Within this framework, the boundary between “media” and “destination” becomes increasingly blurred. The destination itself could function as a medium, while media operates as the invisible extension of place-based experience. Culture is inherently immaterial, layered, and meaning-oriented. Media enables culture to move beyond static and localized representations and become a dynamic, interpretable, and globally accessible experience. Without media, culture in tourism could either be reduced to stereotypes or transformed into a museumized artifact.
Through narrative construction, semiotic systems, visual language, and interactive design, media transforms culture into a living and participatory experience. Consequently, successful cultural tourism depends less on physical assets and more on media literacy, narrative competence, and communication engineering. Every tourist could become a medium. Every experience could become a message. Every narrative could constitute part of a country’s or culture’s invisible diplomacy. One of the key roles of media in the future of tourism lies in its contribution to transforming tourism into a data-driven and analytical discipline. Digital media, social networking platforms, and smart tourism systems generate vast volumes of behavioral, emotional, and cultural data. These data represent the raw material of future tourism science—a field capable of analyzing and predicting patterns of experience, preference formation, meaning-making, and human interaction. Without media, such data could not exist; without data, tourism would remain descriptive and could not evolve into a rigorous scientific domain.

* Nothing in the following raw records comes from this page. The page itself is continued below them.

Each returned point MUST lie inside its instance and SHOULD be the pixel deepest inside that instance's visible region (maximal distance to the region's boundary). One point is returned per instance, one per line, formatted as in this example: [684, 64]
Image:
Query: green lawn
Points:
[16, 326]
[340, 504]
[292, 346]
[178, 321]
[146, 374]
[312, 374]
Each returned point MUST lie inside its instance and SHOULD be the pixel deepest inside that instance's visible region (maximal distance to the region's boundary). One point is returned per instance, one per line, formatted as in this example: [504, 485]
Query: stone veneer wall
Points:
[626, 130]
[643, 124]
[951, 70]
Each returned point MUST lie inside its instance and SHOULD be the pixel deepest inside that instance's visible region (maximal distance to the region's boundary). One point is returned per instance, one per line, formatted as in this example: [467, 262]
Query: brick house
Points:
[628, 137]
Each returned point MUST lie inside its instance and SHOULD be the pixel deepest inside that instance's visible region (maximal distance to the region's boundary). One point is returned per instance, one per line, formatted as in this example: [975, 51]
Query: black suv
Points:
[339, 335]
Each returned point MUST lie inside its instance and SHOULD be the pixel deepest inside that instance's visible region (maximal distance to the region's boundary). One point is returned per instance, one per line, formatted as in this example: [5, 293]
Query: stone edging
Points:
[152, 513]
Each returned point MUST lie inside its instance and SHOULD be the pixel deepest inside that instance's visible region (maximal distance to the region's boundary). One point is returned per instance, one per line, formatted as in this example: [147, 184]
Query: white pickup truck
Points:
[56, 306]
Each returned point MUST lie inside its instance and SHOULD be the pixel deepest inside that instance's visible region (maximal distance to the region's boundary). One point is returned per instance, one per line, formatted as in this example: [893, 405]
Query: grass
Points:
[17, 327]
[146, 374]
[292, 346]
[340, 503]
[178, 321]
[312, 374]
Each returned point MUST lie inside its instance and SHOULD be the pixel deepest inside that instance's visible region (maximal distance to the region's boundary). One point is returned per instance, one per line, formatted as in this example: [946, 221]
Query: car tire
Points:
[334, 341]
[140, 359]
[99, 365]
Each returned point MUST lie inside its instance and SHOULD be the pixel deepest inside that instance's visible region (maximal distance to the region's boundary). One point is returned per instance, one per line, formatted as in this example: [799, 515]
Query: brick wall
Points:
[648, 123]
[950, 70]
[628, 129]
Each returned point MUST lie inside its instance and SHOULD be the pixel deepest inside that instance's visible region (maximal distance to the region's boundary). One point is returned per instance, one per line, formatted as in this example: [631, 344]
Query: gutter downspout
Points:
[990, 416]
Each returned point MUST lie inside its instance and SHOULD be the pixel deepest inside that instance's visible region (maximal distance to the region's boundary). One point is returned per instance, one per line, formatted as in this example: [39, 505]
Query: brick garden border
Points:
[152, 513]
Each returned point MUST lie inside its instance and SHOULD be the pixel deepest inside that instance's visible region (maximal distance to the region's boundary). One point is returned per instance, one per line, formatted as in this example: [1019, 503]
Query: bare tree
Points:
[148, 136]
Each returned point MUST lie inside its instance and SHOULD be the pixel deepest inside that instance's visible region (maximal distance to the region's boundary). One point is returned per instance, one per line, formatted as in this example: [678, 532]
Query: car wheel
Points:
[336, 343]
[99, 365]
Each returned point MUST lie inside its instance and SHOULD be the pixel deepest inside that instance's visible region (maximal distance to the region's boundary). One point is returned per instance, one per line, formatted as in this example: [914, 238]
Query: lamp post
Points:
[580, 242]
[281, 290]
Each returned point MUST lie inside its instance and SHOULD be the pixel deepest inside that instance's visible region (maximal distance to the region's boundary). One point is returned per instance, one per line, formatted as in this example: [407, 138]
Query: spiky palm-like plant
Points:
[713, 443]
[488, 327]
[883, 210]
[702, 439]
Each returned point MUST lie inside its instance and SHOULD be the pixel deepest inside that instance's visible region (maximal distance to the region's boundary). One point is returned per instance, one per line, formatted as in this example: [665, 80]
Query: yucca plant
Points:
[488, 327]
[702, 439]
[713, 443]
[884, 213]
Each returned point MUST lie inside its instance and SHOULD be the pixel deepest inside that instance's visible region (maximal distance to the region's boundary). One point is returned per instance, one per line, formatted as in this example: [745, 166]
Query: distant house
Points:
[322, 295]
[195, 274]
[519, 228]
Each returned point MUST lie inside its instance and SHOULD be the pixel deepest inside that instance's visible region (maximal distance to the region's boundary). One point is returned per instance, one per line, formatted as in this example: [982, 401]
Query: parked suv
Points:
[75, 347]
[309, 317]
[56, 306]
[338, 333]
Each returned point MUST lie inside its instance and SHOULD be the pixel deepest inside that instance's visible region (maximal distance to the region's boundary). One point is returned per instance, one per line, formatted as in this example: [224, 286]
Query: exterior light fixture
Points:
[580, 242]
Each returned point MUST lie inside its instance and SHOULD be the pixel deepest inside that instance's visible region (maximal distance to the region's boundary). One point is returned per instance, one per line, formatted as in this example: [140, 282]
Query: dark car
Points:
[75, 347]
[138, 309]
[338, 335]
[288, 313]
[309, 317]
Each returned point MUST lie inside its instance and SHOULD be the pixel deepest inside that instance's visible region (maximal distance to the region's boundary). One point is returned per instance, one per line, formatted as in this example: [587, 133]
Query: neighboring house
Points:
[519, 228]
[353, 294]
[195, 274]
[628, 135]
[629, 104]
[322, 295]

In the era of artificial intelligence and smart tourism, media acts as a translator between humans and technology. Technology without media could appear cold, abstract, and dehumanized. Media provides technology with language, narrative structure, and affective resonance, placing it in service of human-centered experience design. In contemporary tourism, media determines how technology is perceived, accepted, and meaningfully integrated. From intelligent guiding systems to immersive and metaverse-based experiences, it is media that preserves the human dimension. Media remains the most significant carrier of soft power in tourism. Mediated narratives shape destination image, perceived safety, cultural attractiveness, and even global trust. Media is not merely a reflection of reality; it is an integral component of the political and cultural realities shaping the contemporary world. Tourism without a coherent media architecture could not generate sustainable soft power. Likewise, media practices that lack a deep understanding of tourism logic would inevitably collapse into superficial promotion. Only by transforming tourism into a living, experience-based medium could effective and enduring soft power be created and reinforced. If culture represents the soul of tourism and technology its instrument, media constitutes the nervous system of this organism—a system that transmits emotion, processes meaning, and enables responsive interaction. The future of tourism does not lie solely in destination development, but in the intelligent mediation of experience. In today’s complex and multilayered global environment, tourism media could meaningfully connect science, culture, technology, and humanity—thereby transforming tourism from a purely economic activity into a civilization-shaping force.